Rain, I love the rain, but it has been going for days. The thing about South-East Texas is that it is always humid too. People always seem to get more cranky during summer, humidity, and rain. Maybe it’s because it feels so miserable or maybe people are secretly worried that it may start flooding – we’ve been having flooding problems. Anyways, I work for a multi-million dollar company and this office location consists of mostly women. Oh yeah, it’s about as intense as it sounds. For the most part we all get along just fine. Then there are those days. Today is one of “those” days.
It all started yesterday morning. My coworker, Lauren, walked in to find her personal blender coated in protein shake soaking with, what was once nice, water. Lauren takes care of her stuff so she was NOT the least bit amused. She came to me and asked for my advice. Of course, being level-headed person I am, I suggested she take it and keep it in her office, that way no one could abuse it. She agreed but was going to give the culprit some time to attempt to wash it.
Now, we have one major culprit in this office and we all know who she is, I’m talking about you Jennifer. We all like her very much and I’m sure she means well, but ain’t nobody got time to be cleaning up after you every time you leave shit in the sink. And it’s not just once a week… it is everyday. So we usually all go about our own business and wash our own dishes around Jennifer’s shit. But this time, it was personal. She used someone else’s blender and left it to stank up the place with layered on egg white protein drank. Ew.

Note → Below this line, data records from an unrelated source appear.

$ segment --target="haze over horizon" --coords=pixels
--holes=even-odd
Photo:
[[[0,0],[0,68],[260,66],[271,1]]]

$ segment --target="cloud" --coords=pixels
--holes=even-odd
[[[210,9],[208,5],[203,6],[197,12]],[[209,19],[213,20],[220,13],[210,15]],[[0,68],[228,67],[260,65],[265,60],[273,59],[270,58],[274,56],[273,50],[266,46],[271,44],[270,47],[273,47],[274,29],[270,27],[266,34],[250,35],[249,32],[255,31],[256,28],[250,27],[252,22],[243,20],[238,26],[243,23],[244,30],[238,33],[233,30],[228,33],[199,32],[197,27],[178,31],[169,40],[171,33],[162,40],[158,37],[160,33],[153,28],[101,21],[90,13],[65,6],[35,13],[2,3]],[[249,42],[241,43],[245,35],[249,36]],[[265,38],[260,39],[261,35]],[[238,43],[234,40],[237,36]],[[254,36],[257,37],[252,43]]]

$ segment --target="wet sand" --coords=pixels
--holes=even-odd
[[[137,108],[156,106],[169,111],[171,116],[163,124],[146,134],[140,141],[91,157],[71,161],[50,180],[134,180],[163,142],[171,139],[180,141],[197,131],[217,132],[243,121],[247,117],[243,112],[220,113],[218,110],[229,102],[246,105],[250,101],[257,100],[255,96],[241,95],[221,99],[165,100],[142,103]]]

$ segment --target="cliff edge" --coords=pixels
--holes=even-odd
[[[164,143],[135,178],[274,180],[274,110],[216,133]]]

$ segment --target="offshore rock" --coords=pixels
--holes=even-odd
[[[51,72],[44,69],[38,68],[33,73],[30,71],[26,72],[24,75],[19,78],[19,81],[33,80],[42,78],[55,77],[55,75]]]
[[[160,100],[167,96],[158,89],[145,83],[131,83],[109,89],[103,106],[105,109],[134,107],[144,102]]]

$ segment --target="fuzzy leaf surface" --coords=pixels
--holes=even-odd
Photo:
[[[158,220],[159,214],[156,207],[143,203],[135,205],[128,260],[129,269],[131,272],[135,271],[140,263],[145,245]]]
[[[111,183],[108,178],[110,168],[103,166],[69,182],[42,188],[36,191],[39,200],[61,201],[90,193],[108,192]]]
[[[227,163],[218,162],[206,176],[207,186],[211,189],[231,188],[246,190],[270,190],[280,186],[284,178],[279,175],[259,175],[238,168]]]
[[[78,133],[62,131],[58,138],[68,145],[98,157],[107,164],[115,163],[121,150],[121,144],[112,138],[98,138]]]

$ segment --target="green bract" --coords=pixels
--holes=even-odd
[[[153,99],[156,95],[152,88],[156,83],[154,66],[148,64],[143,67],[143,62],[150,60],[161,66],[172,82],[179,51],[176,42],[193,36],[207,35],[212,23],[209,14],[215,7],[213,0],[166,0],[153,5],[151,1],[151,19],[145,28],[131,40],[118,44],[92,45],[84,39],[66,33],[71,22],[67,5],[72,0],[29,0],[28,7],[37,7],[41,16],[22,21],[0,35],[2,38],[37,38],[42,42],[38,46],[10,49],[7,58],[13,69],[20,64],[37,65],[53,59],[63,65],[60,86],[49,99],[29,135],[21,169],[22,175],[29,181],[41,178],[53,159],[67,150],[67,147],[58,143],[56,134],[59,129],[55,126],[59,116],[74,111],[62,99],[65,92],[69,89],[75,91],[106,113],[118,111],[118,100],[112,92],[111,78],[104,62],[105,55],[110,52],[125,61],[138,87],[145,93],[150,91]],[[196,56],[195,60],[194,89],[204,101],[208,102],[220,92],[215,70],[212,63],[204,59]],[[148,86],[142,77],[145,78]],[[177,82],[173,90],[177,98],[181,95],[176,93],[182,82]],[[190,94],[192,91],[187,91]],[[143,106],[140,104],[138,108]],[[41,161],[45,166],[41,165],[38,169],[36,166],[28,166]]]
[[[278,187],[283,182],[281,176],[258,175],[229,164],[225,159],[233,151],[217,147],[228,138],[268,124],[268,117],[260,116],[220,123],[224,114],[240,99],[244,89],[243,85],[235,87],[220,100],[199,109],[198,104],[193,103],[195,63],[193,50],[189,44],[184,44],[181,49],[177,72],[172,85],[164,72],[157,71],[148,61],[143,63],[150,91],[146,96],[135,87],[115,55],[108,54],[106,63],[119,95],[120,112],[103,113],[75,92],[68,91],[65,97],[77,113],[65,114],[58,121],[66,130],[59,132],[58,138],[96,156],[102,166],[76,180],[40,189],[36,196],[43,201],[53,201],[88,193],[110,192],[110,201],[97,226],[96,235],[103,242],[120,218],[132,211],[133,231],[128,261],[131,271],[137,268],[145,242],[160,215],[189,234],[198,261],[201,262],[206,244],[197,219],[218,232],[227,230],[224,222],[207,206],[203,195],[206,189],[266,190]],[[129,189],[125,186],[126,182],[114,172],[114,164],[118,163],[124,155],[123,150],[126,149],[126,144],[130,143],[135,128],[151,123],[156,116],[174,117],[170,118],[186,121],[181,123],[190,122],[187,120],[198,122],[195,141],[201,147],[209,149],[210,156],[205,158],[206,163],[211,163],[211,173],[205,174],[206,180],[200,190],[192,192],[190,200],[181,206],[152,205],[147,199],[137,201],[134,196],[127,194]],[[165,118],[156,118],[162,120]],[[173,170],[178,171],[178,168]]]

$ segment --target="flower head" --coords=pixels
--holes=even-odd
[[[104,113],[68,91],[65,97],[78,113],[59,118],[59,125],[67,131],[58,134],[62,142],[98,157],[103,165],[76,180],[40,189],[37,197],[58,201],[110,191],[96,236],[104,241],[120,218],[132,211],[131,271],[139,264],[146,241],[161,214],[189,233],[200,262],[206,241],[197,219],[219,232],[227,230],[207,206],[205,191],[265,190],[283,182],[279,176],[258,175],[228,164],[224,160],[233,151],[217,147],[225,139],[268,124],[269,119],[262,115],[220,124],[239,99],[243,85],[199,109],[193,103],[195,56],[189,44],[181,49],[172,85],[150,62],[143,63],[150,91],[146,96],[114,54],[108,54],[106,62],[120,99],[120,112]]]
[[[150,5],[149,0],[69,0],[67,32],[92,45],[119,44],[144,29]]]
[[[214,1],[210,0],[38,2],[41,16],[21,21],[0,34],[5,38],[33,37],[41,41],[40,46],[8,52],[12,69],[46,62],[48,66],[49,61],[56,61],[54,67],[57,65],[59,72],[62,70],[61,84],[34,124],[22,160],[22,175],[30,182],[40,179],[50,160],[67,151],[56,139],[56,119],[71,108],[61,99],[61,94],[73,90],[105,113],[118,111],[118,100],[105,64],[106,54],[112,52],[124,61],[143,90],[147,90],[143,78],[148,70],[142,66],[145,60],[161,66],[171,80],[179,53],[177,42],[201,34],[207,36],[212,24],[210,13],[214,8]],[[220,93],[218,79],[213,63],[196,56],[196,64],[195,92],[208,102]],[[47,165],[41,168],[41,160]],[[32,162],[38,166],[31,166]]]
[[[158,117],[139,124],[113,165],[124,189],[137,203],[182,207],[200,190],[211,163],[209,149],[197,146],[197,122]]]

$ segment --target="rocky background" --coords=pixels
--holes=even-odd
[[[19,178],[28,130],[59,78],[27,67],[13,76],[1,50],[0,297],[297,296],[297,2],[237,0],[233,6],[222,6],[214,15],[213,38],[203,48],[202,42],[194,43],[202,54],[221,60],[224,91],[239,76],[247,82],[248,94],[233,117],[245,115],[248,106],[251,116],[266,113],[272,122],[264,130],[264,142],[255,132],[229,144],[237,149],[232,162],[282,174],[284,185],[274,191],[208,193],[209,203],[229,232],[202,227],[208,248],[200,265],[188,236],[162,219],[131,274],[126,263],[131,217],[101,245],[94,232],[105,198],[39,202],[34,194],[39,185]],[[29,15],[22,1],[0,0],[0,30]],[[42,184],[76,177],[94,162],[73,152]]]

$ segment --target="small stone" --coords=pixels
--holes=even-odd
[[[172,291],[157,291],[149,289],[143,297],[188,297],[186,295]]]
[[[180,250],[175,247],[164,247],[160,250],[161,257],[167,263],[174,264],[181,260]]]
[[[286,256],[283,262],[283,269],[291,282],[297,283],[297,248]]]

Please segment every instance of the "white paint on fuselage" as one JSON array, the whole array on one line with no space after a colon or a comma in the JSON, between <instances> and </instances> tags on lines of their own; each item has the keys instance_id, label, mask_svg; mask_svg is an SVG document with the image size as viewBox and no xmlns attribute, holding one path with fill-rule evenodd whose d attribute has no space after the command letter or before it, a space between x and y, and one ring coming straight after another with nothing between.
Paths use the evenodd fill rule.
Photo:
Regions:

It’s day two, aka today, and guess what… Lauren’s blender is still soaking up all the deliciousness of now 48 hours of old rotten egg powder with a murky sheen of beige liquid. Jennifer has now had plenty of time to clean it, fuck, she had the whole day before to take care of it. But alas, as we all knew, she wouldn’t do a thing. Lauren decided to be proactive and just clean it then bring it into her office. Well two hours later Jennifer comes stomping around the corner. “Have you seen the blender?” Jennifer exclaimed in a hurried and irritated voice. “I have, and I am taking it home to be properly clean because it was left for two days soaking with protein shake,” Lauren politely replied. “Well it has only been there since last night, I had a workout and needed my protein shake before it,” Jennifer sassily retorted.
Well that was a blatant lie WTF?! Why are you lying about something so trivial Jennifer? We literally all knew that she left it in there longer than a day. Lauren was taken back that Jennifer would lie so nonchalantly, but she respond with, “Well it needs to have a good professional clean by a dishwasher.” Jennifer didn’t like this answer and furiously clacked away in her high maintenance Valentino heels. Lauren and I looked at each other and shook our heads.
Next thing I know, Jennifer is on the phone venting to anyone who will listen. She luckily found out Rachel was still on her way into work, so Jennifer convinced her stop out of her way and go buy Jennifer a blender right now. Yes because that new special pea green protein shake was sooo important. And poor Rachel of course did it. Somehow I got part of the wrath too, when Jennifer passive aggressively said to me, “And EVERYONE is WELCOME to use MY blender.” A comment that says to me she still didn’t learn the value of respecting other people’s items which in turn will earn that respect for you as a person. I wanted to stay out of this one so I responded lightly, “Okay, cool.” But really, I was thinking whatever. Women office drama is a funny thing huh?